HARRY VIRTUE DIDN'T go down easy. He made a last-minute attempt to sign onto a freighter bound for Brazil as “Dr. Charles Thompson,” apparently hoping to continue his itinerant quack-doctor lifestyle in another far-flung frontier community; but the police were just a little too quick for him, and he was once again nicked. He made an almost-successful attempt to leap from the train and escape, but with the help of some bloodhounds and local residents who couldn’t help but notice the handcuff locked around his wrist, he was recaptured, tried, and sentenced to nine months in prison.

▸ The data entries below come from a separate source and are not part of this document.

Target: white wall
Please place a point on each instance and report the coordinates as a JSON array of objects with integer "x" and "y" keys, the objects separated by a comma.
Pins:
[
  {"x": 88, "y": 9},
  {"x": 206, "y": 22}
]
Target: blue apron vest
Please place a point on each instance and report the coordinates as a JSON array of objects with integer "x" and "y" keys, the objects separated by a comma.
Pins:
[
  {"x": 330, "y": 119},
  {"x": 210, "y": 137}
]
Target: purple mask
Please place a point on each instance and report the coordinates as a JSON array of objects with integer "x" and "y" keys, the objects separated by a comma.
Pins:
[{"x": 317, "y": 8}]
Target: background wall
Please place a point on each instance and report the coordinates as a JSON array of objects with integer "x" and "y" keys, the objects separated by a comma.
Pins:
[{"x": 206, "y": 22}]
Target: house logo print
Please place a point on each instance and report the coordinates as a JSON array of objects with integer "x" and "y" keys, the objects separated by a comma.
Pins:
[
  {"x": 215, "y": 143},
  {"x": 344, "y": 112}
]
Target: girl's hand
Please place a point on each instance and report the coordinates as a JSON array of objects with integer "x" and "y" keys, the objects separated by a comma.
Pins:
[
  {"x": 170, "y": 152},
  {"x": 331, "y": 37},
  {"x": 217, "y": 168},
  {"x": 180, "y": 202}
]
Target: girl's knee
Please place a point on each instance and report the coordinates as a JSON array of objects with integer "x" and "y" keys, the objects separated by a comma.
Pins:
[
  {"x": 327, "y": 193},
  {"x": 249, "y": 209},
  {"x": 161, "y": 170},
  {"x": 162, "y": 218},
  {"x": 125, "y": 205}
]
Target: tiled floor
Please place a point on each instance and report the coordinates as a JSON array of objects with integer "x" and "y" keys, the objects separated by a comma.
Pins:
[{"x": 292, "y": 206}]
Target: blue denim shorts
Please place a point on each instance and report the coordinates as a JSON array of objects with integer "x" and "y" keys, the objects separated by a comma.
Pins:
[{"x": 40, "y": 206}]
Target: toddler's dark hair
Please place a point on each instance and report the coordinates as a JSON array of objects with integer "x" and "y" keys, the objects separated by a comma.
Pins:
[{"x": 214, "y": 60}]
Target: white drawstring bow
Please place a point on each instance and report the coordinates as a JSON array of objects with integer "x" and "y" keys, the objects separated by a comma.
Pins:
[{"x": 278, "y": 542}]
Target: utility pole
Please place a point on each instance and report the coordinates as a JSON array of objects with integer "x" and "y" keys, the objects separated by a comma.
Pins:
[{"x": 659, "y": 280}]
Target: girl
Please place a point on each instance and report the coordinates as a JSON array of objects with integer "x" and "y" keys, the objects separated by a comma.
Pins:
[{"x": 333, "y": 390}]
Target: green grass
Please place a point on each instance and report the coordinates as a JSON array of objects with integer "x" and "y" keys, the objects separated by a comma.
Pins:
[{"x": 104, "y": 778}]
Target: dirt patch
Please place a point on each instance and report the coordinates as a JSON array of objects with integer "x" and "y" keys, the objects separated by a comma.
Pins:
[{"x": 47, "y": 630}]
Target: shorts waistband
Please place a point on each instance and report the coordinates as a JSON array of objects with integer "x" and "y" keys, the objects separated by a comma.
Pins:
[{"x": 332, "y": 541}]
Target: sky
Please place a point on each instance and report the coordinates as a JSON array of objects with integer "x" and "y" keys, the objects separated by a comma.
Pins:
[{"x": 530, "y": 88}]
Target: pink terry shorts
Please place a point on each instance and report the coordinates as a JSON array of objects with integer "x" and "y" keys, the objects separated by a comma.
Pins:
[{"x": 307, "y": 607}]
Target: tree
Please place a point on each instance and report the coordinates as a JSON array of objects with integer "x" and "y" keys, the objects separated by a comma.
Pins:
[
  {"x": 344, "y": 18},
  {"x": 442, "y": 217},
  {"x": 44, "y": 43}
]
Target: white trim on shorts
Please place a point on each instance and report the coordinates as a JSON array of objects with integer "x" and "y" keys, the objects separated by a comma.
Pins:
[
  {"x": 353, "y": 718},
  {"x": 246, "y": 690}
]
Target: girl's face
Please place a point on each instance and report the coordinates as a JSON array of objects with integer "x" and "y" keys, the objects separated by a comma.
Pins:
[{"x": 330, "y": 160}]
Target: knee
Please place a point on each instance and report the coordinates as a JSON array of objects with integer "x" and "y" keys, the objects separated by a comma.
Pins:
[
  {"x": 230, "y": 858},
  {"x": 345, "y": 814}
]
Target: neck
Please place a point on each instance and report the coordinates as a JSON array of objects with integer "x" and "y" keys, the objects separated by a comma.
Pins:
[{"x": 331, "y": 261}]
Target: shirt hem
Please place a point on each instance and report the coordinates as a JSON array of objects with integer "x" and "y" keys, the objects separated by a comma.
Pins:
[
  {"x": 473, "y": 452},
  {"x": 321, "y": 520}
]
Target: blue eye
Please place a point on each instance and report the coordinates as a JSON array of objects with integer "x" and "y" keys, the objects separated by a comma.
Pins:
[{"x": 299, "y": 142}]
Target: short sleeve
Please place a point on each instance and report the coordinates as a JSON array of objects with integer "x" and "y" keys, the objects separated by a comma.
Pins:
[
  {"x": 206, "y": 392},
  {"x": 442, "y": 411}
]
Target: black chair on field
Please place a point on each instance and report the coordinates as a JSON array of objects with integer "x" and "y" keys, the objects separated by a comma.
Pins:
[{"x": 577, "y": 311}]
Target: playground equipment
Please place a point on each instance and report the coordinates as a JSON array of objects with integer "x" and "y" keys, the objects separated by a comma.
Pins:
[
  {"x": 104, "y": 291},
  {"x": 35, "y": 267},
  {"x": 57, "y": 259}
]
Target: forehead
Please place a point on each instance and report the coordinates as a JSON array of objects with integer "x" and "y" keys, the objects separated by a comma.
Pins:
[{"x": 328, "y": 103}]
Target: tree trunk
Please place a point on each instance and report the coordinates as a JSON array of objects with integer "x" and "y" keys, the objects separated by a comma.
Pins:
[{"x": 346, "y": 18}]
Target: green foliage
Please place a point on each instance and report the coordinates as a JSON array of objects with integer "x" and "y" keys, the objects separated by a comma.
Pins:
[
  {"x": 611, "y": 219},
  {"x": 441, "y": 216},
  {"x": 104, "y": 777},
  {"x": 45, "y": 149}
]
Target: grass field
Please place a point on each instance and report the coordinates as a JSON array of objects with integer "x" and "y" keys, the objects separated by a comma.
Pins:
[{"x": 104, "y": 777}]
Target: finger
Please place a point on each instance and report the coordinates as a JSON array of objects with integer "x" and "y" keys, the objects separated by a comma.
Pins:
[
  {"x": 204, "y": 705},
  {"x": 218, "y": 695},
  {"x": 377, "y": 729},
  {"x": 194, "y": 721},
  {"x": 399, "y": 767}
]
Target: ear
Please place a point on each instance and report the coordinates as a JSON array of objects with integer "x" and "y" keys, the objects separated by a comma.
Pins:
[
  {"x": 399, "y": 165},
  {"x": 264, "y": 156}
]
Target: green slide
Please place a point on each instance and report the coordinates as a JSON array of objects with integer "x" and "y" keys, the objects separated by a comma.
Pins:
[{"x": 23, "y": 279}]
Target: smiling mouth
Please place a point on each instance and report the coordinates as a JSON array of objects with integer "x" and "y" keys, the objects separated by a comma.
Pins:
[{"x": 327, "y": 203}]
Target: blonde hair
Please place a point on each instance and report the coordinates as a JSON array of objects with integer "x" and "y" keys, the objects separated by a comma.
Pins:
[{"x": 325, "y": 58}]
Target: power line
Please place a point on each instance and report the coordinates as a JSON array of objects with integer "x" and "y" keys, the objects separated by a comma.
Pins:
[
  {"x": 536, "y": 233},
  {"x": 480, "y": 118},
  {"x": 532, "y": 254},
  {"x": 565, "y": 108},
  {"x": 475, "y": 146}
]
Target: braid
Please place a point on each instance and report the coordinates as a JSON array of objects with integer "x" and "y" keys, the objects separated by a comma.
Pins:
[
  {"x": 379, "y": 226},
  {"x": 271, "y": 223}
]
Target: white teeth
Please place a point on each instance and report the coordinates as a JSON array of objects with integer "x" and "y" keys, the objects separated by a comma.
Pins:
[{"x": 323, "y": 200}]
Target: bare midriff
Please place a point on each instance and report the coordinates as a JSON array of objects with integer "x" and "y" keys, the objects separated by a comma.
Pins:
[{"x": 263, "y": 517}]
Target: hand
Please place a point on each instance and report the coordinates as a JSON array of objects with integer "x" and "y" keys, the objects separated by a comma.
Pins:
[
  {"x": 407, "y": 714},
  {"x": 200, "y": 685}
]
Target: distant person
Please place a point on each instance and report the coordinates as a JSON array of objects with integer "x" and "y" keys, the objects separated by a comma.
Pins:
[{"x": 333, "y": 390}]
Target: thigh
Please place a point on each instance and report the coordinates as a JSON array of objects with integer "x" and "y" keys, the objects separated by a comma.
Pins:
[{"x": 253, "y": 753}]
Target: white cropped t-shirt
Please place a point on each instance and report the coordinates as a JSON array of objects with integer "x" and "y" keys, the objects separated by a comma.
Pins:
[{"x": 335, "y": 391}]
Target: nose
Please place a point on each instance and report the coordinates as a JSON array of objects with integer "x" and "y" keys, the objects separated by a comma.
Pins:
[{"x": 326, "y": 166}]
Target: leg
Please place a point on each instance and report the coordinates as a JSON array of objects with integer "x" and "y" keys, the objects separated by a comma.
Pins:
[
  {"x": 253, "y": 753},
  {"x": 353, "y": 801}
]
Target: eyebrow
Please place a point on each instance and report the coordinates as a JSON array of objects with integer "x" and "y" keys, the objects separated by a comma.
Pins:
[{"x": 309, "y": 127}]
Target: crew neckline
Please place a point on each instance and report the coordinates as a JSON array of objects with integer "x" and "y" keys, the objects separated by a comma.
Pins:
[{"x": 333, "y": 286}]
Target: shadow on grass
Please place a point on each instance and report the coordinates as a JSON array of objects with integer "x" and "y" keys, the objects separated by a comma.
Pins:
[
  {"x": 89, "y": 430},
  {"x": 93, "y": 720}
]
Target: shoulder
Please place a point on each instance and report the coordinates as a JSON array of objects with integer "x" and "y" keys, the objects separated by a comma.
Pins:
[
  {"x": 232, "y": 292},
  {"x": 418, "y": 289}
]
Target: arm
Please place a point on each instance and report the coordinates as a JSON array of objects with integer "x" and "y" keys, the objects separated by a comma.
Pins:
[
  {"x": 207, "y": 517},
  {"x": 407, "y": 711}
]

After the First World War broke out, Virtue took advantage of the tumult to hop back into the fake-doctoring racket, renaming himself Dr. Harry Siddons, forging a captain’s commission, and wangling his way onto the Birkenhead Military Medical Board, where he got busy taking bribes in exchange for military medical deferments and other favors until 1917, when he was once again caught with his hand in the till. And on the eve of his trial for these new charges, Virtue committed suicide by cutting his own throat with a doctor’s scalpel — dying, one might say, as he had lived.
As for Dr. Jean Barber, she returned home to Gardiner and resumed her life of healing the sick and saving the lives of the injured. She died in 1927.